Sir Richard Bingham, appointed president of Connacht in 1584—‘The Irish were never tamed with words but with swords’. (National Portrait Gallery, London)
Sir Richard Bingham, appointed president of Connacht in 1584. (Source: National Portrait Gallery, London)

After the long talk had been finished, the Queen and O’Malley came to the agreement in which English would remove Sir Richard Bingham from Ireland, while O’Malley would stop supporting Irish lords who fought for the independence of their lands. Moreover, they agreed to become allies in the war with the Spanish, in return for her sons’ release.

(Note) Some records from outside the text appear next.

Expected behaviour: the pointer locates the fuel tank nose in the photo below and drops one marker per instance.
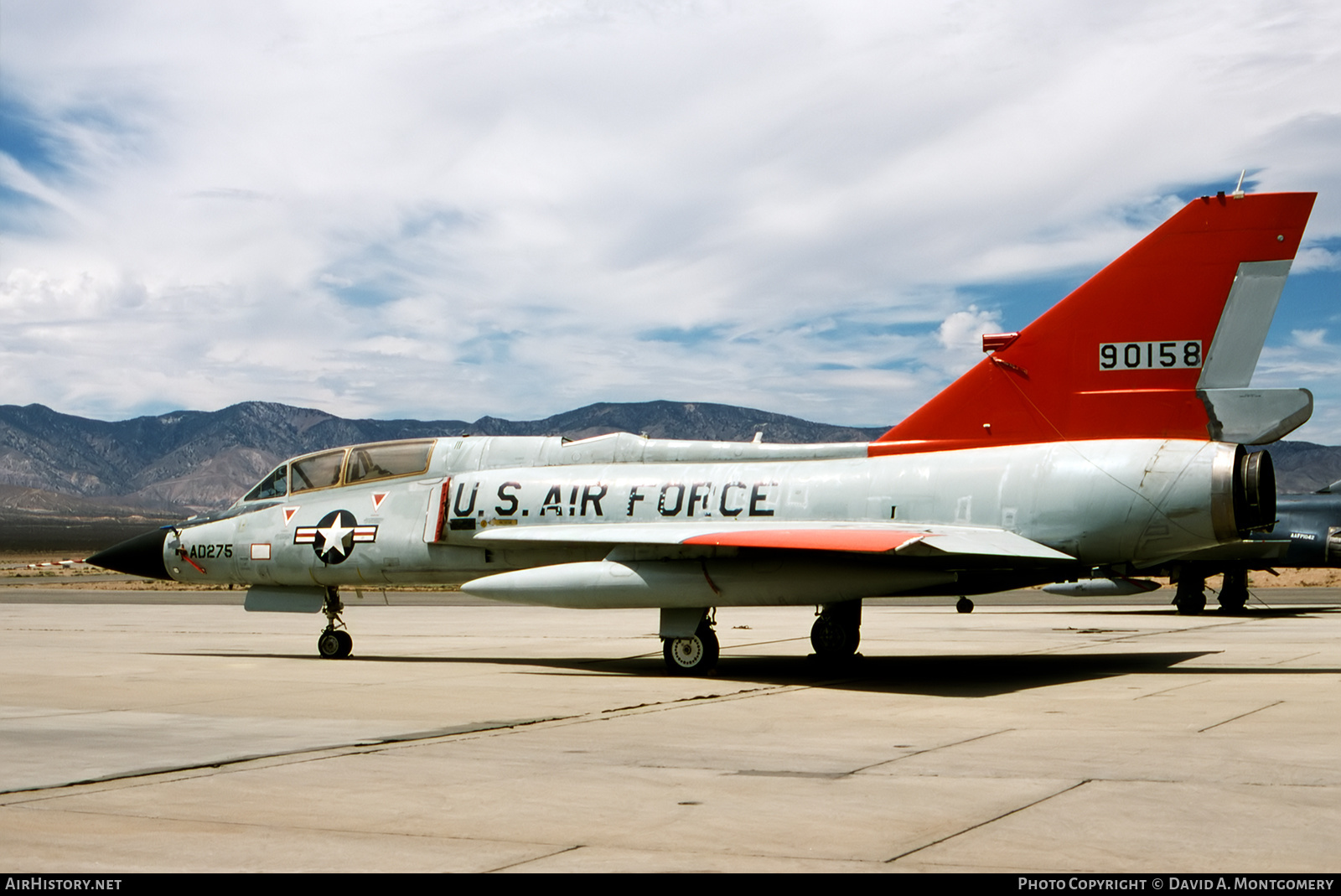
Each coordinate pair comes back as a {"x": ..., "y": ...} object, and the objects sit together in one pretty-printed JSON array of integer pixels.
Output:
[{"x": 138, "y": 556}]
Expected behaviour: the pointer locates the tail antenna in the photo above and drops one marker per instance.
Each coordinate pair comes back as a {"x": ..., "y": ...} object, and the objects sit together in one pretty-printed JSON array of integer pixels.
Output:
[{"x": 1238, "y": 189}]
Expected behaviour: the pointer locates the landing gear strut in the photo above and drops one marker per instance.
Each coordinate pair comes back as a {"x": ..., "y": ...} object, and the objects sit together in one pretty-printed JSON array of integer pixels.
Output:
[
  {"x": 1190, "y": 598},
  {"x": 694, "y": 655},
  {"x": 334, "y": 643},
  {"x": 837, "y": 632},
  {"x": 1234, "y": 592}
]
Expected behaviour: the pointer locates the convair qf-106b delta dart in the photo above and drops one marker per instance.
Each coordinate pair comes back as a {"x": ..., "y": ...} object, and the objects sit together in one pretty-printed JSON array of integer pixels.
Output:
[{"x": 1100, "y": 440}]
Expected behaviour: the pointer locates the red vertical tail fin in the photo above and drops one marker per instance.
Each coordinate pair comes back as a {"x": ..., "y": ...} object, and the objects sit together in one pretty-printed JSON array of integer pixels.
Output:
[{"x": 1159, "y": 344}]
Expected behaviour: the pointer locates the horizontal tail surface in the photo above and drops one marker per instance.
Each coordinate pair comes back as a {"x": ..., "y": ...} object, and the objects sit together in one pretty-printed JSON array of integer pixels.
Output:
[{"x": 1159, "y": 344}]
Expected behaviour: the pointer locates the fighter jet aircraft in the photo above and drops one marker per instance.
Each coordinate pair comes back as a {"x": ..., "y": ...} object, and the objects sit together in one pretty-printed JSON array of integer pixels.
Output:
[{"x": 1105, "y": 435}]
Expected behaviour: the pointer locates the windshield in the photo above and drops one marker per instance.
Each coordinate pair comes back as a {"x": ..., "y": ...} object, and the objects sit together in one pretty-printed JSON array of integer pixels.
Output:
[
  {"x": 272, "y": 486},
  {"x": 393, "y": 459},
  {"x": 318, "y": 471}
]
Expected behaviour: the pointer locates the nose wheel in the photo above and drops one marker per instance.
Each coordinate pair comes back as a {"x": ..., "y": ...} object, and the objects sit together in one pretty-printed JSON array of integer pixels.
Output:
[{"x": 334, "y": 643}]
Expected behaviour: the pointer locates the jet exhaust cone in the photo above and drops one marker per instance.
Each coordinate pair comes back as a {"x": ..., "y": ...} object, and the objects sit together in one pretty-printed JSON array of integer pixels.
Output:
[{"x": 138, "y": 556}]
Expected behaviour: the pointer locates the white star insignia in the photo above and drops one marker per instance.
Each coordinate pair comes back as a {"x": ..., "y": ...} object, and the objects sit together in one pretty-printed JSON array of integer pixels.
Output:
[{"x": 334, "y": 536}]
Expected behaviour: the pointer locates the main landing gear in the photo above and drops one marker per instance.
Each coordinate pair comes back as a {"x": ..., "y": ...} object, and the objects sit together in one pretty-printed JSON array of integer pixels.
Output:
[
  {"x": 837, "y": 630},
  {"x": 334, "y": 643},
  {"x": 692, "y": 655},
  {"x": 1234, "y": 592},
  {"x": 1190, "y": 597}
]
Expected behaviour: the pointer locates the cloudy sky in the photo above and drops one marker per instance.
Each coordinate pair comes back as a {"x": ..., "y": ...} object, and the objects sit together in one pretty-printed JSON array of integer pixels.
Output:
[{"x": 518, "y": 208}]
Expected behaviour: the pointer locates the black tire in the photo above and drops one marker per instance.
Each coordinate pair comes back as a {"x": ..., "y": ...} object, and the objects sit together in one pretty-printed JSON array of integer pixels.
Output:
[
  {"x": 833, "y": 639},
  {"x": 696, "y": 655},
  {"x": 334, "y": 644}
]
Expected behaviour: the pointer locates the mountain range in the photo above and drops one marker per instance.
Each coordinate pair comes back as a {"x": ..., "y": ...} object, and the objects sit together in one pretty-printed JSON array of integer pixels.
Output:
[{"x": 60, "y": 473}]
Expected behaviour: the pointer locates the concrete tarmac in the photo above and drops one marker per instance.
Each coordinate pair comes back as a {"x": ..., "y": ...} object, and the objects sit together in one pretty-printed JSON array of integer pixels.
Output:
[{"x": 1021, "y": 738}]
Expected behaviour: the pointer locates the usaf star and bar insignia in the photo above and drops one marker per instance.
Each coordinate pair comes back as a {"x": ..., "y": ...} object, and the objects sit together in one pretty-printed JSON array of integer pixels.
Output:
[{"x": 333, "y": 540}]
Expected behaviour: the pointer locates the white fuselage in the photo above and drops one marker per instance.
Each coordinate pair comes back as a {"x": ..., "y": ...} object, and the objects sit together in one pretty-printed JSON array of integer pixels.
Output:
[{"x": 522, "y": 503}]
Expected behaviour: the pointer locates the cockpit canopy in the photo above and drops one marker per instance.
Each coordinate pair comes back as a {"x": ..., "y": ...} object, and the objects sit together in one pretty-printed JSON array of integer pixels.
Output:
[{"x": 345, "y": 467}]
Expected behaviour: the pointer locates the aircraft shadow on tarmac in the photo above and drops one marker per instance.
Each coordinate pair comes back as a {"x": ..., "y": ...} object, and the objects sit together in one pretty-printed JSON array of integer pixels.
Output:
[{"x": 940, "y": 675}]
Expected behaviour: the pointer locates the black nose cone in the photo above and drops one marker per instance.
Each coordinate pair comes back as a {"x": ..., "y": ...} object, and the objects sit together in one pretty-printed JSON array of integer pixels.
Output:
[{"x": 140, "y": 556}]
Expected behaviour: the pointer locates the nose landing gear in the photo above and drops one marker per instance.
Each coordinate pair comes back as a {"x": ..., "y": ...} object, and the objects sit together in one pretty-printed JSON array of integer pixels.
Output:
[{"x": 334, "y": 643}]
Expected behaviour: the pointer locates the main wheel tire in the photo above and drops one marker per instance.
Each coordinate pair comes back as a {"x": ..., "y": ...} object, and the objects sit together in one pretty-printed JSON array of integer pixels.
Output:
[
  {"x": 334, "y": 644},
  {"x": 695, "y": 655},
  {"x": 833, "y": 640}
]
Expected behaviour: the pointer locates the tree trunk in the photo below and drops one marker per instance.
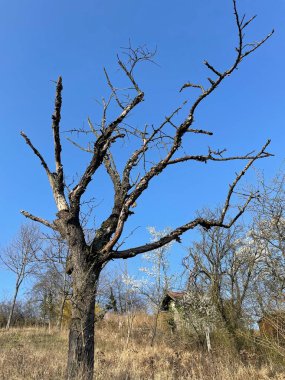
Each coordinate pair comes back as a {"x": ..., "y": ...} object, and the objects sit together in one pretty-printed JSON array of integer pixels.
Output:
[
  {"x": 80, "y": 363},
  {"x": 13, "y": 306}
]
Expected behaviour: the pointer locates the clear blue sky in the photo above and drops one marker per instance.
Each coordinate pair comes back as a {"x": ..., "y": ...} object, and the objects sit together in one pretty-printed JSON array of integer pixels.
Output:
[{"x": 41, "y": 40}]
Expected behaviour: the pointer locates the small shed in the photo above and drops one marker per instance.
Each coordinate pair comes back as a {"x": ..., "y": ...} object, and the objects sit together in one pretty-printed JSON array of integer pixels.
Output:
[{"x": 171, "y": 299}]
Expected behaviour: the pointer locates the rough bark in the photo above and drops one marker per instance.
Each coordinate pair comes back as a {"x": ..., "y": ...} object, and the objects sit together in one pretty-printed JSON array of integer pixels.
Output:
[
  {"x": 13, "y": 306},
  {"x": 81, "y": 336},
  {"x": 86, "y": 261}
]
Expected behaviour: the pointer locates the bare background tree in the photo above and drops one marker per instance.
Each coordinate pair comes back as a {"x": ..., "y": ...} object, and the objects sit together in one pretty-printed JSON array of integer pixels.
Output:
[
  {"x": 87, "y": 259},
  {"x": 20, "y": 258}
]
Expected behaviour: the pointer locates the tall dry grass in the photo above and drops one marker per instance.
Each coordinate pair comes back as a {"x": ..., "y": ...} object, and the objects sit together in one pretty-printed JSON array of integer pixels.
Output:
[{"x": 37, "y": 354}]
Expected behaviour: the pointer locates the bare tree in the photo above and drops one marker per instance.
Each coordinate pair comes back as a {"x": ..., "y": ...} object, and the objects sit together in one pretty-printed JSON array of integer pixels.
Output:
[
  {"x": 268, "y": 237},
  {"x": 224, "y": 264},
  {"x": 20, "y": 258},
  {"x": 88, "y": 259}
]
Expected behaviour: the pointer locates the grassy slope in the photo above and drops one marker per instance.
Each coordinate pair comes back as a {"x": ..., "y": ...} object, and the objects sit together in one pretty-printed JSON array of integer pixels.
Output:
[{"x": 34, "y": 353}]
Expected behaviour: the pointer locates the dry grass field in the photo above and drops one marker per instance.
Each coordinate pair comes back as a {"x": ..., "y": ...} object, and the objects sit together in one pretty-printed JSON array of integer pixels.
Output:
[{"x": 39, "y": 354}]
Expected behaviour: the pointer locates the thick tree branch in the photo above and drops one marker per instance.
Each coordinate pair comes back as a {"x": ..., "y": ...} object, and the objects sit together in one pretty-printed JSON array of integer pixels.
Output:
[
  {"x": 205, "y": 223},
  {"x": 183, "y": 128},
  {"x": 37, "y": 153},
  {"x": 37, "y": 219}
]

Upon returning to Ireland, Grace O’Malley saw not all demands met (Bingham was gone, but the castles and lands he took from O’Malley family remained still in English hands), so he continued backing Irish independence during entirety of the bloody Nine Years’ War (sometimes called Tyrone’s Rebellion) between 1594 to 1603, the largest open conflict against the English rule in Ireland during Elizabethan era.


Grace O'Malley Statue
A statue of Grace O’Malley in County Mayo, Ireland. (Source: Suzanne Mischyshyn/Creative Commons/Geograph)

A veil of ambiguity conceals Grace’s death. The last manuscript recording her piracy was in 1601 when an English warship confronted one of her galleys between Teelin and Killibegs. Having spent her life exploiting the sea, Grace had more than enough to engrave her name in the books of history, and died in 1603 at the age of 73, the same year as the Queen of England, Elizabeth I passed away. She was buried in the Cistercian Abbey on Clare Island, instantly becoming an Irish folk hero.

During the entire 70 years of her life, Grace O’Malley managed to retain the reputation of fierce leader and smart politician and persevered vehemently to protect the independence of her lands that she sought during the time when much of Ireland fell under the English rule.

Grace O`Malley was a tyrant of the ocean, clan chieftain, mother, wife, survivor and brilliant politician. Her deeds are now obscured by time, but the legacy of her mastery survives in the ruined monuments and the folk-consciousness on Clare Island and beyond. To this day, she is used as a personification of Ireland and an inspiration for many modern songs, theatre productions, books, and a name for a wide variety of sea vessels and public objects and places.